Yeah, plain old SPDs are pretty darned hard to wear out.


----------



## jmlapoint (Sep 4, 2008)

Shimano M520 SPD Pedals work great and are not expensive and occassionally on sale.


----------



## jasonwells4 (Aug 7, 2006)

I use Shimano *A*-520 on my commuter since they are pretty light and cheap.

No need to wear out Ultegra cleats for commute duty.


----------



## shudson16 (Mar 20, 2009)

I bought m520 pedals to go on my mtb but they've ended up on my road bike. No problems. Use them with Specialized Tahoe BG mtb shoes. Had I known I was going to go clipless for the road I would have probably made different choices but I really have no complaints and plan on staying with both the spd's and shoes until they wear out. :thumbsup: for both. HTH


----------



## JohnnyTooBad (Apr 5, 2004)

I use Crank Bros Candy pedals with MTB shoes. I finally decided to replace my cleats after about 5-7 years of commuting. That includes walking through a concrete parking garage from the bike rack to my office. Yes, they have soft brass cleats, but they barely touch the ground when you walk or put your foot down because they are flat and recessed below the shoe treads. A good amount of float, much easier in and out than SPDs, especially with the bit of platform on the pedal, and no adjustments to deal with. I have them on my road bike, my commuter and my MTB, and love them. Prior to buying my first set of Candies, I had SPDs and hated them.


----------



## Insight Homewood (Aug 15, 2013)

This happens to be my first post to the board and it is a bit timely. I have 2007 version Crank Bros Candy pedals on my road bike. I just went over 4500 miles of riding with them. Just two days ago the spring on my right pedal broke, where it makes the sharp bend on the end of the coil. I happened to catch this thread using a google search. I often mashed my foot onto the pedals (yes, the pedals are easy to clip into that way). Frankly, though, I consider a spring breaking to be a flaw in that particular spring. I don't think it was a normal failure. At least I don't think so based on what searching I did for broken springs on Crank Brothers pedals. That said, I am not alone in having a spring break. Now that I am in the market for new pedals I am wondering if I would make a better choice with a different system than Crank Brothers.


----------



## M.J. (Jan 28, 2004)

I use Time ATAC with mtb shoes on all my bikes for all my rides

it's a bulletproof setup


----------



## pmf (Feb 23, 2004)

Insight Homewood said:


> This happens to be my first post to the board and it is a bit timely. .


No it's not -- you're responding to a 3.5 year old post. I'd bet the guy has made up his mind at this point ...


----------



## Insight Homewood (Aug 15, 2013)

pmf said:


> No it's not -- you're responding to a 3.5 year old post.

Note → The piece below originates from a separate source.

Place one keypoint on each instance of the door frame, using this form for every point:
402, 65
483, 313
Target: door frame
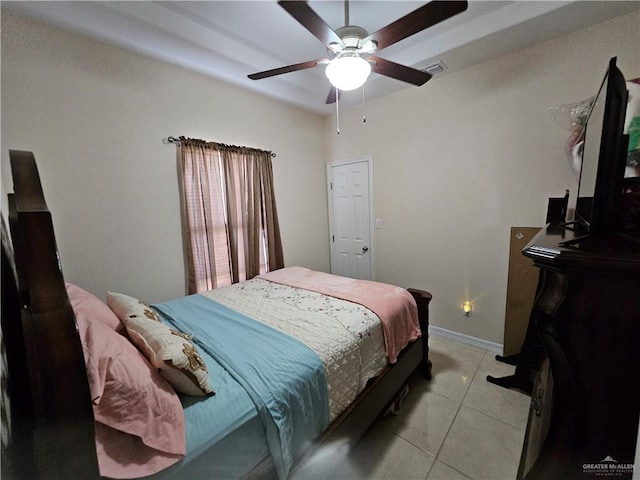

I'd bet the guy has made up his mind at this point ...


While true, for me it is timely; I figure more than one person who visits this forum wants to know about our experiences with clipless pedals.


----------



## JCavilia (Sep 12, 2005)

Insight Homewood said:


> While true, for me it is timely;* I figure more than one person who visits this forum wants to know about our experiences with clipless pedals*.


Well, you got that part right. It is a much-discussed family of topics. Do a search, and you'll find dozens of threads, mostly beginning with, "what pedal should I buy?" or "when will I stop falling over?" ;-)


----------